Con esa convicción y ese ímpetu, volvió a vencer a los españoles en Salta, a donde hizo jurar a los prisioneros realistas no volver a tomar más las armas contra los ejércitos y el pueblo de la patria, en vez de fusilarlos a todos. Los españoles, no cumplieron con su palabra. Algunos dicen por esto que era un ingenuo y hasta un imprudente.
Lo que sí, insistimos, era generoso: bajó a Buenos Aires y la Asamblea Constituyente del año XIII lo premió con 40.000 pesos por sus victorias. Belgrano los donó para construir escuelas en Tarija, Jujuy, Salta y Tucumán. Luego regresó a la lucha e ingresó al Alto Perú y esos mismos soldados juramentados, mandados por Pezuela, lo vencieron en Vilcapujio y en Ayohuma. Tuvo que retroceder. En la capilla de Titiri, Macha, Potosí, luego se sabría, había dejado oculta en el altar de su iglesia la primera bandera celeste y blanca para que nunca caiga en poder del enemigo.
Hay toda una versión mezquina y regionalista de ese capítulo glorioso de nuestra historia que fue la guerra continental por la Independencia. De un lado y el otro de las actuales absurdas fronteras sudamericanas, se escriben páginas caprichosas, faltas de esa visión integral que animó a los grandes hombres que condujeron la gesta de la liberación del poder colonial. En realidad, nunca les perdonaron una sola cosa: haber sido pro indios, haber abolido tributos y cargas, haber incluso apoyado la idea de la restauración del Tawantinsuyu. El abogado no se amilanó por la derrota, siguió siendo lo que era: un servidor de la Patria. Fue relevado de la jefatura pero antes tuvo el valor de hacer justicia al otorgar el grado de coronel a otro patriota muy especial, una mujer: Juana Azurduy, Flor del Alto Perú/ no hay otro capitán más valiente como tú.

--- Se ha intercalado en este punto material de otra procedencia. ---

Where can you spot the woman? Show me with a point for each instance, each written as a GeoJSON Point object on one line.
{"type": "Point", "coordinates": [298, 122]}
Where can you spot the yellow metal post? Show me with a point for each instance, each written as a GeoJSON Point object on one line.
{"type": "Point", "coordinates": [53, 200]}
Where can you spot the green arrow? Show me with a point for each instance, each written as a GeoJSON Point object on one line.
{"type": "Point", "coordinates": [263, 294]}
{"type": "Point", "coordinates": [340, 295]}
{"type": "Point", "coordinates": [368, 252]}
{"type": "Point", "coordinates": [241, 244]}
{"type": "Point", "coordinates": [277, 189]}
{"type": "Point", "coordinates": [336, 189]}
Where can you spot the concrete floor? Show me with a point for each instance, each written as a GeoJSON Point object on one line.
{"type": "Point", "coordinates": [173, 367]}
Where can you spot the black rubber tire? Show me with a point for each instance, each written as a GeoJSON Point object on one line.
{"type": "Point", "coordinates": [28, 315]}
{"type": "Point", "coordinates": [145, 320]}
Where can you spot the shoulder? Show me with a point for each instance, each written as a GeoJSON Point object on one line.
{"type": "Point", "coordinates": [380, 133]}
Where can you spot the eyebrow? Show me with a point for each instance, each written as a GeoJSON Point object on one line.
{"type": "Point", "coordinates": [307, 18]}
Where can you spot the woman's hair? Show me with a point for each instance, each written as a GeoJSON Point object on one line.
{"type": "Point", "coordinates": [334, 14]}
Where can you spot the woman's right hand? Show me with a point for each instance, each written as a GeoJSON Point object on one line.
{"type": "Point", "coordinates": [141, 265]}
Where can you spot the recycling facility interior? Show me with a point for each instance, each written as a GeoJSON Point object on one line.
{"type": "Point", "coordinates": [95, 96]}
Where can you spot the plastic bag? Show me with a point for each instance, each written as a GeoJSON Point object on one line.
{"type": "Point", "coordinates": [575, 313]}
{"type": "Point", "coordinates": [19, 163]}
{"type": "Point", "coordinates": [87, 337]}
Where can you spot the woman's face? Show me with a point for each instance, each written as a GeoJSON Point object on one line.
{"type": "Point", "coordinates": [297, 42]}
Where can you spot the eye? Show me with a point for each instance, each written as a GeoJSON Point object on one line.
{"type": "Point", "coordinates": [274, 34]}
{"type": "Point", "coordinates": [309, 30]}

Hoy, nadie pone en duda que en los campos de Tucumán se aseguró el movimiento por la emancipación que se había iniciado en Buenos Aires en 1810. Selló la libertad que fue proclamada soberanamente, como homenaje y como estrategia, en la ciudad del mismo nombre, el 9 de julio de 1816. Allí estaban también los representantes del Alto Perú y el Acta de la Independencia fue traducida al aymara (por Vicente Pazos Kanki) y el quechua (por el chuquisaqueño Serrano), porque de ellos, de los aymaras y de los quechuas, también era la victoria, aunque la guerra seguiría desangrando a las tierras altas por otros 9 años, y en el fragor de los combates morirían casi todos los comandantes guerrilleros de lo que se llamó la Guerra de las Republiquetas (que fue la que en verdad mantuvo la llama de la libertad encendida en la actual Bolivia), y en Salta, emboscarían y asesinarían a Güemes, otro adalid de la lucha libertaria de los pueblos. Artigas, el gran Artigas, sería acosado por los ardides y las traiciones de los del puerto, y partiría al exilio en Paraguay, perseguido, decepcionado y triste, de donde no regresó jamás a su tierra, donde había impulsado la primera reforma agraria de la historia del mundo.
Belgrano, el abogado, el general, el patriota, murió, como la Juana, como miles de soldados anónimos que dieron lo mejor de sí en los campos de batalla, solo, pobre y olvidado. Fue un 20 de junio de 1820 en la ciudad que lo vio nacer. Solamente uno de los ocho periódicos que circulaban en el puerto, publicó la infausta noticia. La anarquía reinaba. El 27 y 28 de junio se hicieron los funerales en la iglesia de Santo Domingo, cerca de su casa y “asistieron únicamente sus hermanos, sobrinos y algunos amigos”.
193 años después, la historia no ha terminado. Se llamaba Manuel Belgrano. Sólo la gloria puede ser asociada a su nombre. Sólo la gloria, y la Patria. Nunca lo olviden: en el camino de la liberación, siempre habrá alguien que dé un paso al frente.